Sunset @ Playa De Amor
Sunset @ Playa De Amor
The next morning we headed to the bus stop, this time via a road that we had passed when we first arrived. A young guy on a moped drove past us and whistled and stared. He then turned around and came back and asked for a photo. We politely declined, he somehow seemed a bit shocked and drove off, fair play to him, he did ask very politely. A few minutes later a couple of the guys came by in a Ute and offered us a lift into Sonsonate- Brilliant! They were super friendly, as were practically all the people we had met in El Salvador. They worked for/owned “Simmer Down” which was a restaurant we had been to in Santa Ana that was now also in Sonsonate.
We stopped at a mall to get some toiletries etc before we headed into Costa Rica the next day. While we were sitting having a coffee, a young school kid came
up, waved and said hi, then returned to his group of friends who had recorded him. It’s funny coming to places that don’t see many tourists, everyone is super friendly but at the same time not realising that they, and their whole group are staring at us like we are aliens.

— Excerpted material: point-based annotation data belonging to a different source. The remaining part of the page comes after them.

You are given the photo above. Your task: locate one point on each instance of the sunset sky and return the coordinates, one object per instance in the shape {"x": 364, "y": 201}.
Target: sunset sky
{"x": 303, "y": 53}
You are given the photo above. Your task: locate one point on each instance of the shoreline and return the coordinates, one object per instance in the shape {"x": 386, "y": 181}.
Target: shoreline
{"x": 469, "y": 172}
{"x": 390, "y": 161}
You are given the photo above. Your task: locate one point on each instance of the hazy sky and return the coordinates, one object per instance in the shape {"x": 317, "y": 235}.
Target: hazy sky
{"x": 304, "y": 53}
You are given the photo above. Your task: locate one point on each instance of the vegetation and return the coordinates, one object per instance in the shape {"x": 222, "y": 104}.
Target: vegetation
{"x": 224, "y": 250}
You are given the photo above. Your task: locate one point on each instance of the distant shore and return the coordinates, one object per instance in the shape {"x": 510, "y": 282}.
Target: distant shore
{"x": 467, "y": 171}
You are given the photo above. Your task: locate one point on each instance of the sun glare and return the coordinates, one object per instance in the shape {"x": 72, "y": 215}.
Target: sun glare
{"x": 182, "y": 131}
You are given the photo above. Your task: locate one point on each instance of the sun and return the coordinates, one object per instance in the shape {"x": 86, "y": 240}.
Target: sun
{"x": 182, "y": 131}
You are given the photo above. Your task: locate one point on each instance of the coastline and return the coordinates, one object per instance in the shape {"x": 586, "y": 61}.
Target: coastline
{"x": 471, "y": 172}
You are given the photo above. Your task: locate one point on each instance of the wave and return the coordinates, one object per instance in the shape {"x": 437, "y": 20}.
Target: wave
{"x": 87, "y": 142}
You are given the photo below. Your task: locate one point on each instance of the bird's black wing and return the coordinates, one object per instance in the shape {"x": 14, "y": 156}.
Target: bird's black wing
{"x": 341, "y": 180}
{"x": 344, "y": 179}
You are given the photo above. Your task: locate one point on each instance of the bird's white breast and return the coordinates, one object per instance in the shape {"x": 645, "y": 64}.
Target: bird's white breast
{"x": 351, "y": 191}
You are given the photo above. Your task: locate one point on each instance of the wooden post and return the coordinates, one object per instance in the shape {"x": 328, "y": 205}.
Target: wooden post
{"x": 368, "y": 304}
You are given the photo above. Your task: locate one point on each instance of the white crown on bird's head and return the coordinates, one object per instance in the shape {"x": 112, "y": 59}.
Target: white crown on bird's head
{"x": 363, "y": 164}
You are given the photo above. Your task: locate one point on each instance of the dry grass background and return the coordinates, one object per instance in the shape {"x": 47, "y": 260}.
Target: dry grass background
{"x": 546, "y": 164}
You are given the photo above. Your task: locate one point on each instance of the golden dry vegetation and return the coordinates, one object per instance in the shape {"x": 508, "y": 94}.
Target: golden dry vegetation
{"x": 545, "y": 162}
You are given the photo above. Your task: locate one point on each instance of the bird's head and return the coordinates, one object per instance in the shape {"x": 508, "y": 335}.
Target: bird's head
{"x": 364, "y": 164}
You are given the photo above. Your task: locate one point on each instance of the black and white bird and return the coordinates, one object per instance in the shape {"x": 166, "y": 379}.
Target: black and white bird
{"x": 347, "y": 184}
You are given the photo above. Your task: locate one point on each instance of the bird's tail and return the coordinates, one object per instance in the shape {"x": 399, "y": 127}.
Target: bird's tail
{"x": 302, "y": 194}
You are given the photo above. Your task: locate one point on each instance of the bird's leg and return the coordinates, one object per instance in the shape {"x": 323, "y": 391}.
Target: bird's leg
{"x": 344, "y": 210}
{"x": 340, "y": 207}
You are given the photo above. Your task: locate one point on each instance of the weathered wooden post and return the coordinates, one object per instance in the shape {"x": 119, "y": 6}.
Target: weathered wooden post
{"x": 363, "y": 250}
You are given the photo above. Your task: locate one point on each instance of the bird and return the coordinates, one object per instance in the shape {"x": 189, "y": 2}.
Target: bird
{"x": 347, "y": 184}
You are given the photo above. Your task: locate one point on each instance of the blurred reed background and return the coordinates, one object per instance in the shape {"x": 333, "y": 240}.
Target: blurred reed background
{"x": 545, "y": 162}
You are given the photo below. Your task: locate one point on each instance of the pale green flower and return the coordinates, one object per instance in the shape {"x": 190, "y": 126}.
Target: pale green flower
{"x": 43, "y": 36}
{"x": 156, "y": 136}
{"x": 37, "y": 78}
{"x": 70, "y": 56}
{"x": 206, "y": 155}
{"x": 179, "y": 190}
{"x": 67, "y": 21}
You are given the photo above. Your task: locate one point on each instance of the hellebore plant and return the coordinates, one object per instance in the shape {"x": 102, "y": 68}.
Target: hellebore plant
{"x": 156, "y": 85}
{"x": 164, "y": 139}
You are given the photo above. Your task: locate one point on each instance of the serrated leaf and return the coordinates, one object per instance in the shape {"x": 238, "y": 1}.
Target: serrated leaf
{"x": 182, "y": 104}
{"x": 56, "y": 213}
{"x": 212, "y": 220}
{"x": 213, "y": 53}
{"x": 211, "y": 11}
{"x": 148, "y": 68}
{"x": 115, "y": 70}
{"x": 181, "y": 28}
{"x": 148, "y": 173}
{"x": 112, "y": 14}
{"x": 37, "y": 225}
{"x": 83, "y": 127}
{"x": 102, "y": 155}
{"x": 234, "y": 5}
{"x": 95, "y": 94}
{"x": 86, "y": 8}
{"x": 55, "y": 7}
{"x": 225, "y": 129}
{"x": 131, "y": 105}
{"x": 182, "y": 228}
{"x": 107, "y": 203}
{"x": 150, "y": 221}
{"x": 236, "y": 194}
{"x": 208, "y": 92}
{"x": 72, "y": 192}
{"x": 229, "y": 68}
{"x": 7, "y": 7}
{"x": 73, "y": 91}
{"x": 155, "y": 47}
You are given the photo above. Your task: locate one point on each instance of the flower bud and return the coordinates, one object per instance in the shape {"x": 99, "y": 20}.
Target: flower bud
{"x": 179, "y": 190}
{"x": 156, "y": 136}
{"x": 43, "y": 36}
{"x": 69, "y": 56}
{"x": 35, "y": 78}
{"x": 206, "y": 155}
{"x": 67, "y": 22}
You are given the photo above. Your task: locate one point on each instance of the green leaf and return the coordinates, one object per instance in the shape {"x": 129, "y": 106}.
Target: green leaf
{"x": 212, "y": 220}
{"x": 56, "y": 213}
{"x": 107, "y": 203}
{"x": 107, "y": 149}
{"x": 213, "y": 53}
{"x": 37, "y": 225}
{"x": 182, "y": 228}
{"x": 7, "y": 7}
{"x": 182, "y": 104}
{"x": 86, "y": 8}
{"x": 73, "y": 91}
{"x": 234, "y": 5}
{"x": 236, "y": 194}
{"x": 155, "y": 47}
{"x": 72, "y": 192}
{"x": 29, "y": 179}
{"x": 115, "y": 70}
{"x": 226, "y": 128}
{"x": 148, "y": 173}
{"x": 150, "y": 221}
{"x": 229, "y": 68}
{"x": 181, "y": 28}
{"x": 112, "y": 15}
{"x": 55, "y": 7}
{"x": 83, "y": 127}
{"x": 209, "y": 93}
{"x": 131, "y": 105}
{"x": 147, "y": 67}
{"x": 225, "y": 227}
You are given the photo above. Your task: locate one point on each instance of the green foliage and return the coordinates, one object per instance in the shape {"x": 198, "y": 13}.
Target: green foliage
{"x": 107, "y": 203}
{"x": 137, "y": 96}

We arrived in San Salvador, met another wonderfully lovely man, who despite having absolutely no healthy teeth, he not only helped us with the most specific instructions to get to the airport bus station, but stopped traffic and helped us to cross the road. People in El Salvador are wonderful, and so grateful for people travelling their country, they LOVE hearing how beautiful their country is and how much we enjoy being here.
We luckily grabbed a couple of the last seats on a minibus to the airport, before Alice gave hers up to an elderly gentleman who practically fell asleep on my shoulder. Forty minutes and 100 people over capacity later we were dropped at the door of our hotel for the night. We had previously organised with the hotel for the cheapest room, a small bed but fine for one night, especially with an early morning start we didn’t really care; just wanted the best deal.
The hotel had mucked up so put us in a huge room with two double beds, aircon and a tv. We were in heaven. The meal at the hotel that night was average at best but we packed up, had an early night and headed to the airport at 5am.
We have had to fly to Costa Rica due to the political mess that is Nicaragua, and the day before we booked flights, a young boy had been killed in more “peaceful protests”. Really very sad. The situation seems to unfortunately be getting worse.
An hour and a half flight and we landed in Panama City airport, where we had 6 hours to kill. We did a bit of duty free shopping, got a new deep water case for the GoPro ready for our next diving adventure, grabbed some coffees and lunch and before we knew it we were running to our gate as we had lost track of time!
Next stop, Costa Rica!! Cannot wait to see my first sloth, and back into early morning bird watching, yay……
El Salvador, you were a diamond in the rough. El Salvador receives so much bad press about the dangerous gang violence and how the country as a whole is a very dangerous place to be. We experienced some of the nicest, most helpful people everywhere we went. Yes there are dangers, but the people here are so grateful when you look past the exaggerated risk of how you will be caught up in gangs every time you turn a corner, and take the time and money to explore this wildlife rich, vast and beautiful country.